A la hora del recreo,

un misil derribaba una escuela

y el patio con sus niños rotos

parecía un jardín de flores rojas,

sembrando por enésima vez de llanto y odio

el corazón de una ciudad desolada
que no sabe lo que es un sueño

y sí, en cambio, la risa congelada de la muerte.

III

Cuando la noche hostil me ataca

con sus gélidos cuchillos,

destapa toda mi miseria y sombra herida soy

buscando un calor amigo

 que mitigue el dolor profundo de su ausencia:

¡Cuánta sed engendra, una sed inagotable

desde que ya no puedo beber de sus labios,

después de la metódica destrucción del amor!

Ella, que nunca se había postrado

ante ningún dios, se inmoló

donde los coleccionistas de masacres

se creían inexpugnables.

“Sin una patria no hay futuro

para nuestros hijos” decía en una nota

que me dejó como única herencia,

porque la casa, donde nuestros corazones

tenían su sitio y todo estaba juntado y disponible

y donde de pronto un día descubrimos

el mundo que tenía que haber sido,

sucumbió a la venganza y al odio.

Ya no estaba ella, estaban sus despojos,

y las piezas de mi vida anterior
se esparcieron como animales deshechos.
Solo quedaron la turbia espera del silencio

expandiéndose como un jardín de rosas carnívoras

y el poderoso vacío naciendo a la vida.

He olvidado como si fueran papeles quemados

dispersándose por los recovecos del aire

la fuerza alada de sus manos y el rincón de los besos,

sus cabellos como brazos amorosos

y su rostro bello en que los ojos eran brisa cálida

recorriendo mi cuerpo.

Extiendo al aire de donde todas las tristezas vienen

las sábanas desteñidas de ausencia

y, aun así, ¿quién podría decir que murió en vano?
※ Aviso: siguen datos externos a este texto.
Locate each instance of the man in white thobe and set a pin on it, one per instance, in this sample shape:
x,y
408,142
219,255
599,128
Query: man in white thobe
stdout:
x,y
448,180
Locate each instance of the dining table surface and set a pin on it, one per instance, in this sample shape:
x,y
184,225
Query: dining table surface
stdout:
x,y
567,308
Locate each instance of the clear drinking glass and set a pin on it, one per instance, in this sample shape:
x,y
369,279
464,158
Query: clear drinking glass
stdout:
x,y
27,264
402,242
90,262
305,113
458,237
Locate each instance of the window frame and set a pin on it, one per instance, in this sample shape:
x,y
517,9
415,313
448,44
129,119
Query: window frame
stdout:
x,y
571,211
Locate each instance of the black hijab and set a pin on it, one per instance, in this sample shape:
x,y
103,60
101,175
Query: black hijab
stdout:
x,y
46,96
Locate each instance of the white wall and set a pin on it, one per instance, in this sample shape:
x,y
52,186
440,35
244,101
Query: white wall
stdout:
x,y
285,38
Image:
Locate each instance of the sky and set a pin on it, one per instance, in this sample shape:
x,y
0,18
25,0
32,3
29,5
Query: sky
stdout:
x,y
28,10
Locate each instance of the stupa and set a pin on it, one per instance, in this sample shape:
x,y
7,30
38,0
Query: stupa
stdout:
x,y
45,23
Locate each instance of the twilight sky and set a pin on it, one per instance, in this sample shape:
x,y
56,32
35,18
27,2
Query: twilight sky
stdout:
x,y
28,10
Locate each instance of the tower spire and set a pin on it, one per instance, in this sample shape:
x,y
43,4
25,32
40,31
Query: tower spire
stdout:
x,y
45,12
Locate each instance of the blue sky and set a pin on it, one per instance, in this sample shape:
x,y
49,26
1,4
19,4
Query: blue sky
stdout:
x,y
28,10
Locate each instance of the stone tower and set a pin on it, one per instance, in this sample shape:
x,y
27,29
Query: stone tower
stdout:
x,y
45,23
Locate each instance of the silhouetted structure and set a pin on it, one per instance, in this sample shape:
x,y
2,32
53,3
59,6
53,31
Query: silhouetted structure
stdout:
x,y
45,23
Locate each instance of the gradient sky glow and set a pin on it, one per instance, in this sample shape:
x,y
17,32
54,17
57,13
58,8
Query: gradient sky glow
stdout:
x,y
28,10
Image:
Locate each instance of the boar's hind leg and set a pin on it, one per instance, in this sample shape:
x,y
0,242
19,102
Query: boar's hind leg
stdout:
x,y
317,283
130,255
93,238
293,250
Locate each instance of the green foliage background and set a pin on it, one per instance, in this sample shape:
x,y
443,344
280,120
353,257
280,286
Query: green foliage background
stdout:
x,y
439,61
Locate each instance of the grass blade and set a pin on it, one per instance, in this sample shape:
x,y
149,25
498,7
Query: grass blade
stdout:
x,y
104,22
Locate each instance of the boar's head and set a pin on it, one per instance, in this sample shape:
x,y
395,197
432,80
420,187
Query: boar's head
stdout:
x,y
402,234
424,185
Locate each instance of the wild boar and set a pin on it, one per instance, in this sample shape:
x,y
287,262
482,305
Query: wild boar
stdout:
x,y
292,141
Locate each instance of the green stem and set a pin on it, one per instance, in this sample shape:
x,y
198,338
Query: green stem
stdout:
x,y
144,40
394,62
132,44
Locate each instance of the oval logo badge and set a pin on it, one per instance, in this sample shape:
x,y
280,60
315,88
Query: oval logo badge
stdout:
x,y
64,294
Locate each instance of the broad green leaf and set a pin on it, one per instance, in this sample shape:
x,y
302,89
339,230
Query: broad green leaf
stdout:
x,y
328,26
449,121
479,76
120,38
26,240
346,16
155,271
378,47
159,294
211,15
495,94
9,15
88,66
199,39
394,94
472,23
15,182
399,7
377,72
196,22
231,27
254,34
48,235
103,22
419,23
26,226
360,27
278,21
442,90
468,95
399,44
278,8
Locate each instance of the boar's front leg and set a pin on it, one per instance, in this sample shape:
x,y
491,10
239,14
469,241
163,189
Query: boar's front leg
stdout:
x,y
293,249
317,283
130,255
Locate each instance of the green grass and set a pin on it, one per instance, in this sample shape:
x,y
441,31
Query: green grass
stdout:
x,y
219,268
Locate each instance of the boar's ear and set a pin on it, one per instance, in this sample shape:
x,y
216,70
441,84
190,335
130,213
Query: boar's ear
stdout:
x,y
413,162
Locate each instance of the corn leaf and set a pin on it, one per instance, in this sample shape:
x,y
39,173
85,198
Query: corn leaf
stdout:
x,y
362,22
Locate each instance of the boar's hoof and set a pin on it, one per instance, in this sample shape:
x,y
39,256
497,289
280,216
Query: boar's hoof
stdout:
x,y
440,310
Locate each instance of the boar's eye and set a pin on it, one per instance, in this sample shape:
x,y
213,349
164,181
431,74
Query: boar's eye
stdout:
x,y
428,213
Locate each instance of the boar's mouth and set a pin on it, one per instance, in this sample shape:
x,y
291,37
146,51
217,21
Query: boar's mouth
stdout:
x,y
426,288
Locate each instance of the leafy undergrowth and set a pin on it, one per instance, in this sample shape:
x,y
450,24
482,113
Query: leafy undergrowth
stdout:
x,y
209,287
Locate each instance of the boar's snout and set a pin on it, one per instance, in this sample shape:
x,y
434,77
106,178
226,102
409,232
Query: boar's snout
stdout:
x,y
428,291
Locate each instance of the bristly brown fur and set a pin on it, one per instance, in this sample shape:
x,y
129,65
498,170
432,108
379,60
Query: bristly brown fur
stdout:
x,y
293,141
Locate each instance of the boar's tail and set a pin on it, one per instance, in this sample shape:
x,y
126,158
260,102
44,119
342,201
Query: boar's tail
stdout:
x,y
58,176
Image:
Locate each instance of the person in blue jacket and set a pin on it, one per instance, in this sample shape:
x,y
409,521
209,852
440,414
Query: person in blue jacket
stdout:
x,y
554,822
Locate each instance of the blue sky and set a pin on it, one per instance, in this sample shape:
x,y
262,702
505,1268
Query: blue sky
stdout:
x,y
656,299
Es otoño en Gaza, triste urbe sin pájaros

e hija de una historia donde la sangre

no siembra más que sangre,

y con los puños crispados hacia el cielo

rezo, a pesar de la náusea que me produce,

 para que cuando amanezca no se desplome

un silencio de holocausto sobre ella,

una ciudad que es mi tierra y mi patria inexistente,

desposeída de todo salvo de la poderosa dignidad

de mirar directamente a los ojos

de un mundo despiadado que le ha dado la espalda

mientras alienta la solución final de los gólems.